Into the Wild
Jon Krakauer
In April 1992 a young man from a well-to-do family hitchhiked to Alaska and
walked alone into the wilderness north of Mt. McKinley. His name was Christopher
Johnson McCandless. He had given $25,000 in savings to charity, abandoned his
car and most of his possessions, burned all the cash in his wallet, and invented
a new life for himself. Four months later, his decomposed body was found by a
moose hunter. How McCandless came to die is the unforgettable story of Into
the Wild.
Immediately after graduating from college in 1991,
McCandless had roamed through the West and Southwest on a vision quest like
those made by his heroes Jack London and John Muir. In the Mojave Desert he
abandoned his car, stripped it of its license plates, and burned all of
his cash. He would give himself a new name, Alexander Supertramp, and ,
unencumbered by money and belongings, he would be free to wallow in the raw,
unfiltered experiences that nature presented. Craving a blank spot on the map,
McCandless simply threw the maps away. Leaving behind his desperate parents and
sister, he vanished into the wild.
Jon Krakauer constructs a clarifying
prism through which he reassembles the disquieting facts of McCandless's short
life. Admitting an interst that borders on obsession, he searches for the clues
to the dries and desires that propelled McCandless. Digging deeply, he takes an
inherently compelling mystery and unravels the larger riddles it holds: the
profound pull of the American wilderness on our imagination; the allure of
high-risk activities to young men of a certain cast of mind; the complex,
charged bond between fathers and sons.
When McCandless's innocent
mistakes turn out to be irreversible and fatal, he becomes the stuff of tabloid
headlines and is dismissed for his naiveté, pretensions, and hubris.

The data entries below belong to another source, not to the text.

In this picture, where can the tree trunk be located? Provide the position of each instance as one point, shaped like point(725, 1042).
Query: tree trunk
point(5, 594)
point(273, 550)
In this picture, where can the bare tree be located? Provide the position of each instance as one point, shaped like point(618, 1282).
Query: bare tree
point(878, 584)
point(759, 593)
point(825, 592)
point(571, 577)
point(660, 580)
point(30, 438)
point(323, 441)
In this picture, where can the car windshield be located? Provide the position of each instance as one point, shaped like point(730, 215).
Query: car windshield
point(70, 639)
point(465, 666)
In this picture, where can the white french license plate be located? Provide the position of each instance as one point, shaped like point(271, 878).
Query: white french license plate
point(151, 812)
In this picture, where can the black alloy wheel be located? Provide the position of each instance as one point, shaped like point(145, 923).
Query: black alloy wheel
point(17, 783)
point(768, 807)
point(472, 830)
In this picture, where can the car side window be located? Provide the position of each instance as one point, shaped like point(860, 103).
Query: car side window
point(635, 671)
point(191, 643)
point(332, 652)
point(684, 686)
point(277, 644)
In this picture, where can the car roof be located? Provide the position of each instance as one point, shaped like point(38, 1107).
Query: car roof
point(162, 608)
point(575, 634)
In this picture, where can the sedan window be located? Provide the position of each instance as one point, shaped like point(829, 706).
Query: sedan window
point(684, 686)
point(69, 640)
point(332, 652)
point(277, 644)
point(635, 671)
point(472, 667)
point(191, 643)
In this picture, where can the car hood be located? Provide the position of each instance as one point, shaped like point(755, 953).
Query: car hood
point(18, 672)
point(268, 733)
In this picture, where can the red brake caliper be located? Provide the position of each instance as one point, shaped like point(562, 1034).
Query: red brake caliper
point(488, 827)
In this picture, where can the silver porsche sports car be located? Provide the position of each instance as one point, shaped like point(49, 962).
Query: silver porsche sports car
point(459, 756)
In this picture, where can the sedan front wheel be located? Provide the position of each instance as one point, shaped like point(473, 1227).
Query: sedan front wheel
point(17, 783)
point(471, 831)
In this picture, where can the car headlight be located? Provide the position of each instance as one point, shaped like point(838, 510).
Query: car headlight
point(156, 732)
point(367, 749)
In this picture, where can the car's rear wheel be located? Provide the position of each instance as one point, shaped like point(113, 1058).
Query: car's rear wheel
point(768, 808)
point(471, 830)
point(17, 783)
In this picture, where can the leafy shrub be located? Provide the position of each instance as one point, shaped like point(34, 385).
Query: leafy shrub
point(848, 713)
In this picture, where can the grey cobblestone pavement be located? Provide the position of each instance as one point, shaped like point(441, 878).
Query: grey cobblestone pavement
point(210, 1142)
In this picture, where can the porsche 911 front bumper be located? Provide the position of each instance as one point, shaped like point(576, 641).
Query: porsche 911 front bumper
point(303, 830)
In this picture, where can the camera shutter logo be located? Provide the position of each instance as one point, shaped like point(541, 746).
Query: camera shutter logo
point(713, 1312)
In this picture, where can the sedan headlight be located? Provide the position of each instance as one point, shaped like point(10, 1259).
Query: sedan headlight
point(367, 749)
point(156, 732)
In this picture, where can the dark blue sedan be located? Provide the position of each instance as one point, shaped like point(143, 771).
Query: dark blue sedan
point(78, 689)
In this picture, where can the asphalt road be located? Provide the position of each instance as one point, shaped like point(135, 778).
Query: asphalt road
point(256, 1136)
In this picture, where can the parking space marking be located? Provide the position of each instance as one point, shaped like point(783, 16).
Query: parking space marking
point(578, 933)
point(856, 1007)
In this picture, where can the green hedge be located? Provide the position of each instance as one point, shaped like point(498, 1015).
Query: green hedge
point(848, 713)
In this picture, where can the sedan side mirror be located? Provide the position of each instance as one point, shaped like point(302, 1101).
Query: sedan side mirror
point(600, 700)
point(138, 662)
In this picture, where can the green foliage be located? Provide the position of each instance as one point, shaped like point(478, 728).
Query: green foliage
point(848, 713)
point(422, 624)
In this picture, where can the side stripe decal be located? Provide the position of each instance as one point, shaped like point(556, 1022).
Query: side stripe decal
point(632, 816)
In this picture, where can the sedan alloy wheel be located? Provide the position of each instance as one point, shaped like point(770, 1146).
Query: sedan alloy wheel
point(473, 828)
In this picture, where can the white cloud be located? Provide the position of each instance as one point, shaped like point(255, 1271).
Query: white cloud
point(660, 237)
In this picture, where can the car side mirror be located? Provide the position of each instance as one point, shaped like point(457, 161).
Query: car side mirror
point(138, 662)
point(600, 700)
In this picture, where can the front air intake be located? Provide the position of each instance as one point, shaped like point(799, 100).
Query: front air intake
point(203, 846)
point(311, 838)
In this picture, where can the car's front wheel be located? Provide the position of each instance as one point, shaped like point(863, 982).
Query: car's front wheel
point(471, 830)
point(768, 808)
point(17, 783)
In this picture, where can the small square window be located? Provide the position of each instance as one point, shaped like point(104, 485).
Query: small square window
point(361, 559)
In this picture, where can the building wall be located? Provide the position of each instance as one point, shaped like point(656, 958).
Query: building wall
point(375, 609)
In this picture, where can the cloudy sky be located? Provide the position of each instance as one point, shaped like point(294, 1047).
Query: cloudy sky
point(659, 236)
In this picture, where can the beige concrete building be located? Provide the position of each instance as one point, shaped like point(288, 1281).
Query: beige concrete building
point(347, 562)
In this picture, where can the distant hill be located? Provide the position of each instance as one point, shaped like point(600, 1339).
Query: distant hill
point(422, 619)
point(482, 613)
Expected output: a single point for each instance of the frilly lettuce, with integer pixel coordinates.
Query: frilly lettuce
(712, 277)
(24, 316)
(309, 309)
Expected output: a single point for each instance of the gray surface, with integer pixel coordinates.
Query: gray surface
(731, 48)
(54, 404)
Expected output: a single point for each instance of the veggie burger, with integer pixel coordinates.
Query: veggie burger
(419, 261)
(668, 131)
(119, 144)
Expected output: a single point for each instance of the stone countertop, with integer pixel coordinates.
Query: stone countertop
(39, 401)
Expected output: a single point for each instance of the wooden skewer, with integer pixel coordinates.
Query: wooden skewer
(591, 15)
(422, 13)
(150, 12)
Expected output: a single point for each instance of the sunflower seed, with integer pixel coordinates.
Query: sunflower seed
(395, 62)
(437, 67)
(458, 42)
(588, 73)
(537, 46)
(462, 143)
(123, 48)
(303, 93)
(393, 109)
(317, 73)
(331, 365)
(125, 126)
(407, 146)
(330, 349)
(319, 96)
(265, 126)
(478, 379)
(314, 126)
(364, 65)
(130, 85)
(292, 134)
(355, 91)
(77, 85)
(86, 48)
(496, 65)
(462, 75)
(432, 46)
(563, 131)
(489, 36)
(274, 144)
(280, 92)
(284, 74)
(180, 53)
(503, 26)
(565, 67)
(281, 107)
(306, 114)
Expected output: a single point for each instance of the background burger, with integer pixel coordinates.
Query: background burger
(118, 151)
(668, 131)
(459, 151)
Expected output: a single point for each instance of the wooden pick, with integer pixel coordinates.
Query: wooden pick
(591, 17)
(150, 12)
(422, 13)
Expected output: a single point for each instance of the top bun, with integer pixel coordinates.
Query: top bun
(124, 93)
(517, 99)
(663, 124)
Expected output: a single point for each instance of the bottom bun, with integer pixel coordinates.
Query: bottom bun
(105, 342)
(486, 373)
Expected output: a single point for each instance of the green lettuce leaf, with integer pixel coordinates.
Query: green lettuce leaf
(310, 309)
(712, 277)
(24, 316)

He is
said to have had a death wish but wanting to die is a very different thing from
being compelled to look over the edge. Krakauer brings McCandless's
uncompromising pilgrimage out of the shadows, and the peril, adversity , and
renunciation sought by this enigmatic young man are illuminated with a rare
understanding--and not an ounce of sentimentality. Mesmerizing, heartbreaking,
Into the Wild is a tour de force. The power and luminosity of Jon
Krakauer's stoytelling blaze through every page.